We're Leinster's kryptonite -- Bevington
Superman had kryptonite. The wicked witch had water. Achilles had his heel. Most of us have vulnerabilities.
For Leinster, it just happens to be the Ospreys. Sure, Matt O'Connor's men swatted the Swansea side away in round one with an easier-than-it-looked Liberty Stadium steal.
But Leinster supporters have endured enough heartache against the Welsh side in recent times to know that it doesn't take long for their seeming superiority to bite them on the behind at the worst possible moment.
Tomorrow night would be most inappropriate; the always dangerous Ospreys know that, even if their position in qualifying may seem to limit any potential, that they may stoop to conquer.

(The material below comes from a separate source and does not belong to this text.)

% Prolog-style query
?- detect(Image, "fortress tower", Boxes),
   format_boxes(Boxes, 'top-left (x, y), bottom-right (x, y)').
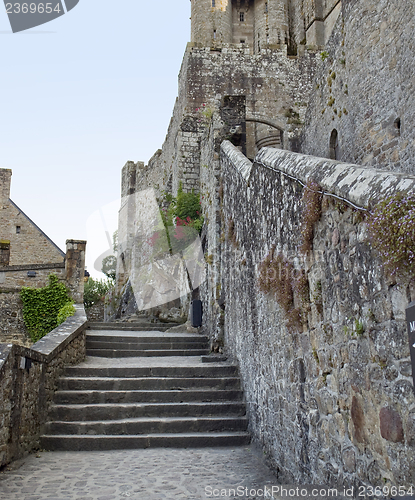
top-left (190, 0), bottom-right (291, 53)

"Leinster always perform in the Heineken Cup and they strive to play their best, but, if you look at our record against them, we are their kryptonite," says the bullish Welsh loosehead Ryan Bevington.
"Any Heineken Cup game, whatever might be on it, is always going to be a tough game. We are playing for pride and it's the old scenario of the wounded dog fights a bit harder."
Funnily enough, the two sides had no Heineken Cup history before their early season clash -- it was their jousts in the Pro12, featuring two finals in the RDS plundered by the Welsh, which really sparked the rivalry.
And it will be taken up a notch tomorrow night.
Adding to the regular Easterby fraternal competition between Leinster and Scarlets, departing forwards coach Jono Gibbes will face off against his brother Chris.
"Gibbo will have a bit of pride on this as well coming up against his brother, so he will have a lot riding on it," notes Bevington.
With Gethin Jenkins a doubt for his country's Six Nations outing against Ireland next month, Bevington will be closely watched by Warren Gatland tomorrow evening as he tackles prospective international opponents Mike Ross and Martin Moore.
However, after being sent to the bin in their dismal defeat to Northampton last weekend and, considering the impact Moore made in Swansea when introduced for a baptism of fire against Duncan Jones, Bevington may have his work cut out.
"As a professional you have to learn how to develop and improve. Sunday was frustrating with me picking up the yellow card and the way we lost the game.
"Steve Tandy was upset with the smaller bits that we failed to do. We reviewed the game on Tuesday and we all agreed the small percentages were letting us down.
"We are trying a few different things and techniques that will try and change things. It's only the small things that need tweaking.
"We have the size and the power and we are just working on that formula at the moment. We are not that far off trying to solve things."
Leinster supporters will be fore-warned of their ability to locate, even in the most improbable scenarios, a solution.